Overview

The Watson™ Explorer Engine clustering architecture creates and labels clusters directly from the content of the input documents. In IBM® Watson Explorer Engine, clustering does not rely on a static list of pre-defined category labels, but rather infers labels directly from your content. This has many advantages, but it incurs a cost: labels can occasionally look strange, just as the automatically generated document summaries that search engines return can look strange. This portion of the documentation explains how to improve the cluster labels with a little customization.

Watson Explorer Engine uses the term knowledge base to refer to a collection of information about common words (known as stopwords) that should not be used as cluster labels, and related terms that should be grouped together through various types of rules. The knowledge bases that are being used by your search project are stored in your project's stoplist option. (The name of this option is a legacy of earlier versions of Watson Explorer Engine for which most clustering knowledge consisted of stopwords.) The stoplist is an ordered list of knowledge bases, delimited by '+' symbols, that you can set in the XML for your project or in the Watson Explorer Engine administration tool on the Projects >> Clustering tab.

Currently, setting Main and Secondary languages in the Simple tab, Language section, will appropriately set the default value of stoplist for that language combination. See the Language Configuration in Watson Explorer Engine section for more details. To see the actual value of stoplist option, turn debugging on from the results page using your project and click on the [+more] link at the end of the last section called Modified Variables. You should be able to see the values of all the high-level language variables (such as language.main and language.other) as well as the low-level ones (such as stoplist, stem and segmenter).

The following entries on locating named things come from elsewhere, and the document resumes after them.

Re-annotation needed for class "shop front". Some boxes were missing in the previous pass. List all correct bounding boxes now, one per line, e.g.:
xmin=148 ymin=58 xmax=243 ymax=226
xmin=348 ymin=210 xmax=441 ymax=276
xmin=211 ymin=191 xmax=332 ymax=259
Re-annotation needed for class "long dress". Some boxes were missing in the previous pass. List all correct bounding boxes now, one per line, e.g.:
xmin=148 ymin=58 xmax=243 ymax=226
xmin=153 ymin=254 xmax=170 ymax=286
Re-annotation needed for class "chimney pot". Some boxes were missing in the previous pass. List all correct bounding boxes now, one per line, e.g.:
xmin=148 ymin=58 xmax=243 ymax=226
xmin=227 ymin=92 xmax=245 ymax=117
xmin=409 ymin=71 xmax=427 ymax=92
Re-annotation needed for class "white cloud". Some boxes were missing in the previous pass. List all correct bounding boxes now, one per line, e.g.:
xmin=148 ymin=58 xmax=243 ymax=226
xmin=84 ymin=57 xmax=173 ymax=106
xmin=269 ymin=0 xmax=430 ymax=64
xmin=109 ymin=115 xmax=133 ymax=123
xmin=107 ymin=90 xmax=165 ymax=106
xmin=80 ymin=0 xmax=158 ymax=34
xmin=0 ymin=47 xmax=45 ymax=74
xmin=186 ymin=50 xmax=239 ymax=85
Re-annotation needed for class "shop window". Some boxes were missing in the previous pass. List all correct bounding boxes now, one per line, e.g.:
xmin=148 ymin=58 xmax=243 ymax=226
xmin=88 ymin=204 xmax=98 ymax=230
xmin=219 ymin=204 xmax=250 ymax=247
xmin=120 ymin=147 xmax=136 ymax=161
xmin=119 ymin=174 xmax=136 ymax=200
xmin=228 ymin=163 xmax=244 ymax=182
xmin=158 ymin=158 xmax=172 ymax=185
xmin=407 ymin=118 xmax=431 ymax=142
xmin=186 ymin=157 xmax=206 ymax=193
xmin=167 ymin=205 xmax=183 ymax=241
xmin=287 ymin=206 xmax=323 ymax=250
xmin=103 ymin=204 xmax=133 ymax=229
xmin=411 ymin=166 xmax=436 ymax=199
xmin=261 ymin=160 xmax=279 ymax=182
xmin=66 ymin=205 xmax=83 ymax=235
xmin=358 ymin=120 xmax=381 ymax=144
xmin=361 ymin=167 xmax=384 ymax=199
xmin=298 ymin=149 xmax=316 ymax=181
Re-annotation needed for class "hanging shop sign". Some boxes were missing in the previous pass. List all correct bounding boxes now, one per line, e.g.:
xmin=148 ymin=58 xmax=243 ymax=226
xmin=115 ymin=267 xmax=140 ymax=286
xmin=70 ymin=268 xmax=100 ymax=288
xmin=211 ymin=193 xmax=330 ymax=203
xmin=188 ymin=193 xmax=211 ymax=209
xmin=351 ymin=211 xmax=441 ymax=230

Watson Explorer Engine provides a number of predefined knowledge bases, each of which has an associated set of stopwords. You can also add your own knowledge bases, to which you can add both clustering rules and custom stopwords. You add a new knowledge base by adding a kb element to your project's XML, or (more commonly) in the Watson Explorer Engine administration tool interface using the Knowledge Bases screen. Once you have finished creating a knowledge base, you can add it to your project's Domain and custom knowledge bases for clustering variable (in the Simple tab, Language section).

The most common reason to add a knowledge base or add entries to an existing one is to improve unsatisfactory cluster labels caused by commonly-occurring but uninformative phrases. For example, "Boeing" is generally a highly descriptive label, but if you are only clustering the output of Boeing's search engine, all content relates to Boeing and the label loses its descriptiveness. The label might appear because only some of the search results contain the word "Boeing" and are thus deemed to be similar. Another example: when clustering patent abstracts, words like "method" and "apparatus" are uninformative because most patent abstracts customarily use one of these words. In these cases, "Boeing", "method", and "apparatus" should be declared as stopwords. See the section on Clustering Stopwords for more detailed information.

Poor labels are sometimes due to mistakes made by the search engine. For example, some corporate HTML documents contain navigation links like "Solutions | Support | Investors | Education | Careers | News & Events | About Us" which may be reflected in the summaries returned by the search engine. These uninformative phrases are best ignored by the clustering engine, but it must be told how to do so, since these mistakes are specific to the search engine installation.

Poor labels are also sometimes due to concepts being incorrectly grouped or incorrectly separated. For example, the Porter (English) stemmer will analyze "engine" and "engineering" as being the same word, but will not find "theatre" and "theater" to be the same. More about these problems and their solutions is discussed in Stemming and in Rephrase Rules.

Aesthetically, labels may not always appear exactly as you would prefer them to. This is another problem that can be solved by writing special rules, which in this case are known as redisplay rules. For more information, see the section on Redisplay Rules for more detailed information. You can also view the redisplay schema in the online help.

With all these options for customizing and improving output from the Watson Explorer Engine software, it may sound like customization is a daunting task. The process is actually very simple and requires little work. For example, we never specify more than 10 extra stopwords or 3 or 4 phrases for most small search engine projects. These knowledge base entries are for the most part quite obvious after a few queries, and adding such simple customizations often greatly improves the clustering quality on content as diverse as news, patents, auction items, and corporate documents.

See the Knowledge Base Evaluation Sequence section for detailed information about how knowledge base rules are applied, and the heuristics used to prevent loops within different types of rules.